Age and [stratigraphic] placement

The strata at Blackberry Hill are known to belong to the Elk Mound Group; however, the lack of good stratigraphic markers in some Blackberry Hill localities, coupled with uncertainties about the age range of the Elk Mound Group itself, make it difficult to assign a precise age to these strata. Many researchers consider these rocks to be Late Cambrian, which is the age to which the Elk Mound Group was originally assigned; however, some recent authors now believe the Elk Mound Group and the fossils of Blackberry Hill could date back to the Middle Cambrian, based on certain fossils obtained from other areas.

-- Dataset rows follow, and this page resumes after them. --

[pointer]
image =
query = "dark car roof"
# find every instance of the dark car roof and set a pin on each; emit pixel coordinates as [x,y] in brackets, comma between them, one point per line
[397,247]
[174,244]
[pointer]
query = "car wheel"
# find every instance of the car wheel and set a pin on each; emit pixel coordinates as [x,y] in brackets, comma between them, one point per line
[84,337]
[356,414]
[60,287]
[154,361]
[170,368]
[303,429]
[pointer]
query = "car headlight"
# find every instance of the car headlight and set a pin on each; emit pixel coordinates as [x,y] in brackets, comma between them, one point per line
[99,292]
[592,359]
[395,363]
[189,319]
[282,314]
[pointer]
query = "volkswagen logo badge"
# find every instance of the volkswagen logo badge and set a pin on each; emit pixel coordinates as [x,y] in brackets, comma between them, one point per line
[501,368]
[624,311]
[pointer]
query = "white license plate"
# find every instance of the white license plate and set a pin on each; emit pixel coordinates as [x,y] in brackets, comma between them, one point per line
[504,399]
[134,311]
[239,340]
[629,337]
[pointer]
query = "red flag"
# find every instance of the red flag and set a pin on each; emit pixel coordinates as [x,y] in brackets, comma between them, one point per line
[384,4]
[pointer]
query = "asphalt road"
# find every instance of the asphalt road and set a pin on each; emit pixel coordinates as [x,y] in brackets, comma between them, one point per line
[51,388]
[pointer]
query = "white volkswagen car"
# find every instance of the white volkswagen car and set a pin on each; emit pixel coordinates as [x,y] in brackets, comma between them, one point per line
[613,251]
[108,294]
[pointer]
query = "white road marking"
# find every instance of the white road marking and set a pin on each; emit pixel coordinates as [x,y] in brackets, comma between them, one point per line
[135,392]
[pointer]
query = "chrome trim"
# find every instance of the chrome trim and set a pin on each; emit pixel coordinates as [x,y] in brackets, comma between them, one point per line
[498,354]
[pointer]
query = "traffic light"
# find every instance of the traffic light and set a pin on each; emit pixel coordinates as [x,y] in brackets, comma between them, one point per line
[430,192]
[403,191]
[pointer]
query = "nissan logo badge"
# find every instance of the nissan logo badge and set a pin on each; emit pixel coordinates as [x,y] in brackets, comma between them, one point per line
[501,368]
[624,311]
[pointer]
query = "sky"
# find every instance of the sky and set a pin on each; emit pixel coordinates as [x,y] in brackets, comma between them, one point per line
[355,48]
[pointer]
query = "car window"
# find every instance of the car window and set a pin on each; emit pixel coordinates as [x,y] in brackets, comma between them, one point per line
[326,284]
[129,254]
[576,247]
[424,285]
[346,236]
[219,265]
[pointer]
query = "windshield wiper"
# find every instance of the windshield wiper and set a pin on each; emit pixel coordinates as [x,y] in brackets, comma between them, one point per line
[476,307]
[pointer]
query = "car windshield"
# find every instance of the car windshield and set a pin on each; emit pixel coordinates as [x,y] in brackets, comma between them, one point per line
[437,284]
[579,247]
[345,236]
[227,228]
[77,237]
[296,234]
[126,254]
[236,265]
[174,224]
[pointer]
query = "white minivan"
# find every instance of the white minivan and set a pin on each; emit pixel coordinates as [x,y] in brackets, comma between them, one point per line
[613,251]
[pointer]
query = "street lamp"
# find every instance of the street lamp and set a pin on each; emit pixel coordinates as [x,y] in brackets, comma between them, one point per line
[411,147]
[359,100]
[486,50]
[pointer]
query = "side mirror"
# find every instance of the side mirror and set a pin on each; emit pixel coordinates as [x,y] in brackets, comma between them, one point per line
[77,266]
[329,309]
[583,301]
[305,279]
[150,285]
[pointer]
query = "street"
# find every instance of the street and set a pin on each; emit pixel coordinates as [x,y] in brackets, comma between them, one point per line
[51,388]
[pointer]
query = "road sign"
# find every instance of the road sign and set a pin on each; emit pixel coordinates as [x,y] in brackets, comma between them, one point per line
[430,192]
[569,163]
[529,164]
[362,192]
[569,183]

Geological and environmental setting

Most of the strata are composed of well bedded quartz sandstone and orthoquartzite. They were deposited mainly on intertidal and supratidal sand flats near or along the shoreline of the supercontinent Laurentia. Ripple marks and numerous other sedimentary structures identical to those found on modern beaches abound on the strata surfaces. One of the most conspicuous features is extensive areas of specific structures not unlike those associated with modern biofilms and microbial mats. There is mounting evidence suggesting that the feeding potential of this presumed microbial material was one of the forces that lured the first animals out of the sea. It is also believed that the same material aided in the exceptional preservation of many of Blackberry Hill's trace fossils.

Significance

Among the many paleontological discoveries thus far made at Blackberry Hill are the following:
The largest, most productive quarry is still in operation, thereby revealing fresh surfaces and the potential for new discoveries on a continuing basis.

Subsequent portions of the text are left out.